Jody Wisternoff Synth collection

Another major development is how I approach mixing – this is mainly due to the massive improvement in plug-ins over the last 10 years. I also do everything on MacBooks now, as opposed to having the studio Mac Pro and laptop for travelling. It’s way easier having everything all in one place. Also, I switched DAW from Pro Tools to Studio One 4, which I absolutely adore! Ableton is still the main writing tool, although I’m starting to enjoy Bitwig too. That reminds me, I need to download Renoise again…

You have an impressive collection of synths, both old and new. Which ones got the most use on Nightwhisper?

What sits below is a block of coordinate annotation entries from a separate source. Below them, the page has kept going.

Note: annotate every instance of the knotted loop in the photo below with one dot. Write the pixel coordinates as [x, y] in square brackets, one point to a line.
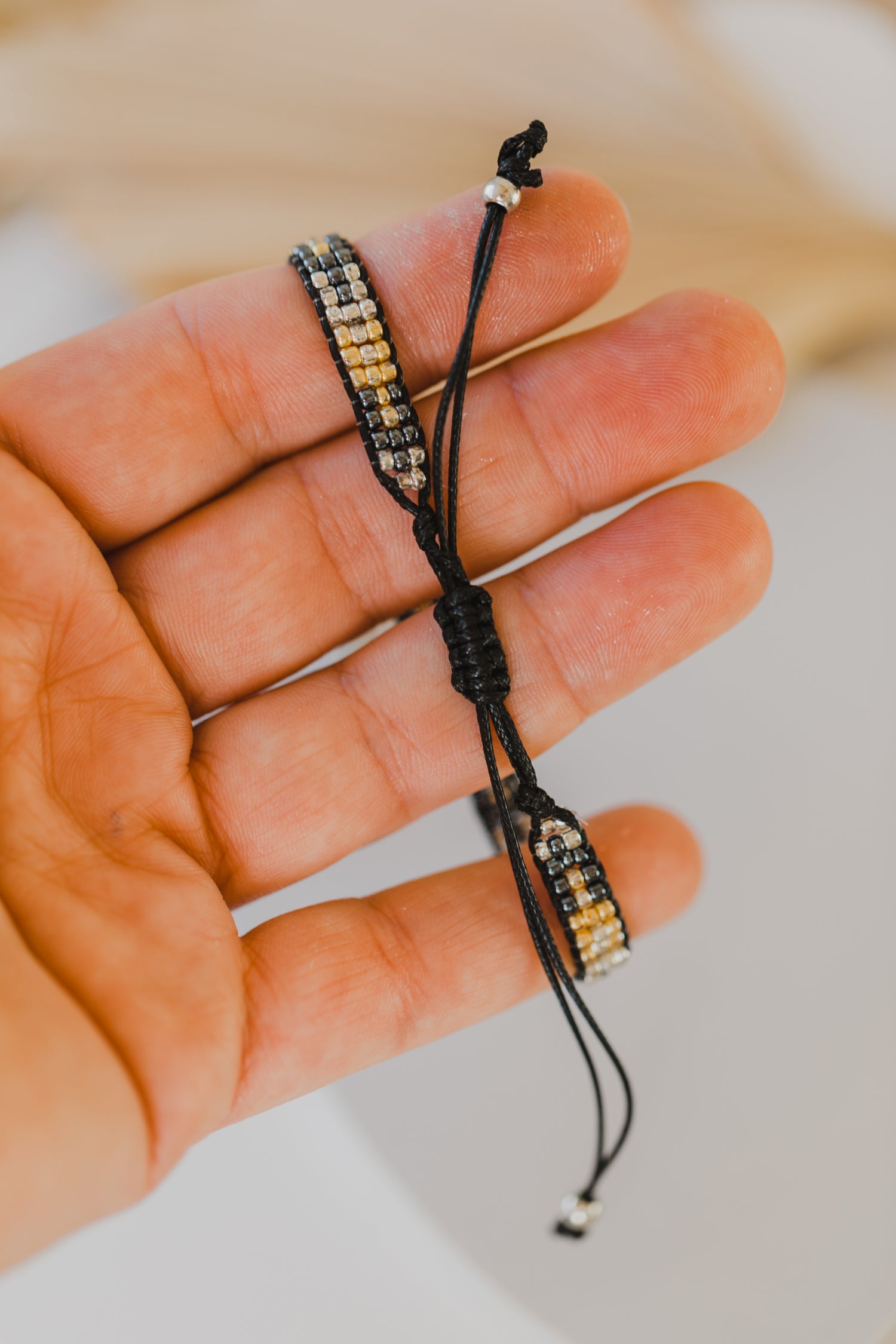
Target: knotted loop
[516, 155]
[478, 665]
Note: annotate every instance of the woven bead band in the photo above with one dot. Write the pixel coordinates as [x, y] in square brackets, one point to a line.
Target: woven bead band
[363, 350]
[582, 897]
[362, 346]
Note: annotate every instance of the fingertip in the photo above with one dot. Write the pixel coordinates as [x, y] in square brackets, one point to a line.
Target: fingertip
[598, 222]
[653, 861]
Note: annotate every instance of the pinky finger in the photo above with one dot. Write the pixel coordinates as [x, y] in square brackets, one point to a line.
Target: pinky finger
[342, 986]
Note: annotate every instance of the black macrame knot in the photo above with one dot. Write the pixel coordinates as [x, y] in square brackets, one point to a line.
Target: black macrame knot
[533, 802]
[478, 665]
[517, 152]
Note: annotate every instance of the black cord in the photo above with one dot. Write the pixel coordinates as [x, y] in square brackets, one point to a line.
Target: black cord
[478, 665]
[464, 612]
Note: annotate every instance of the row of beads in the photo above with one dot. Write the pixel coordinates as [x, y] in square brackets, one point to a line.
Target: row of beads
[354, 321]
[582, 897]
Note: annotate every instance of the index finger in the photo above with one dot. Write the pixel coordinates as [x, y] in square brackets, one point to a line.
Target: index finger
[147, 417]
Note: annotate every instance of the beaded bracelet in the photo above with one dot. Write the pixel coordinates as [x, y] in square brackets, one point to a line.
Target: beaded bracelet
[362, 346]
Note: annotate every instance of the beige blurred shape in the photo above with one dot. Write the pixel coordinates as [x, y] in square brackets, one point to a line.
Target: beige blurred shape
[187, 137]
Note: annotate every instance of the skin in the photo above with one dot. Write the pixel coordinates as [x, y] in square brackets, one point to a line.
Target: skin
[186, 518]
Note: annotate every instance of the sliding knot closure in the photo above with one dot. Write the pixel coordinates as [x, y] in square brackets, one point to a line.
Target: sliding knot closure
[478, 665]
[516, 155]
[535, 802]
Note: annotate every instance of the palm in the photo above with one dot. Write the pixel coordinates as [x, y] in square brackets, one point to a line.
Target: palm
[182, 526]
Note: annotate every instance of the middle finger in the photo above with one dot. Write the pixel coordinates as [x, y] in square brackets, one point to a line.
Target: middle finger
[312, 551]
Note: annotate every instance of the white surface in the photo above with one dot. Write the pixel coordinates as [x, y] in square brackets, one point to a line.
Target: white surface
[284, 1230]
[758, 1199]
[824, 74]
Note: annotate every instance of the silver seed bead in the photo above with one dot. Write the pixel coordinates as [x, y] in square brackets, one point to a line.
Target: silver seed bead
[501, 192]
[578, 1214]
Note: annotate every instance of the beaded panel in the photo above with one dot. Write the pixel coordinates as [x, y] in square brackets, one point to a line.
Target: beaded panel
[364, 352]
[582, 897]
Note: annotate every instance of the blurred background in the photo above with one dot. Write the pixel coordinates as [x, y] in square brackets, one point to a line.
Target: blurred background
[147, 144]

I’ve generally found that certain synths excel at specific sounds, even though they all obviously have an extremely wide range of possibilities. I enjoy treating each synth as a traditional instrument/band member and trying to make sure they occupy their own sonic areas as much as possible.

Sequential Doepfer rack
For example, I rarely do rhythmic stuff with the Prophet 5, as I find the envelopes gentle and better for Rhodes-type sounds. The Jupiter 8 has super snappy envelopes and feels like it has more of a rhythm guitar vibe. The Octave Kitten is an absolute monster in the low end, so usually takes the wide stance bass guitar duties. The Macbeth is probably my overall favourite, used with the Doepfer sequencer which has three CV outs. It’s amazing for percussive stuff – but it’s equally dope for techno style stabs, leads and low-end manoeuvres. It pretty much satisfies my modular urge and saves me from going down the rabbit hole!

Your outboard gear includes Warm Audio WA273’s, among Thermionic Culture gear and more. How do these get used in the production process?

I’ve only used hardware outboard for mixing purposes over the last couple of years, and very sparingly at that. The Culture Vulture is undoubtedly amazing at subtle saturation, but I tend to use it more creatively during the writing process than during mixdowns. Strapped over the master bus I generally have the Zahl EQ1 usually just adding air and maybe a touch of low-end boost, and the Bettermaker C502V compressor in parallel to give the mix some analogue bounce.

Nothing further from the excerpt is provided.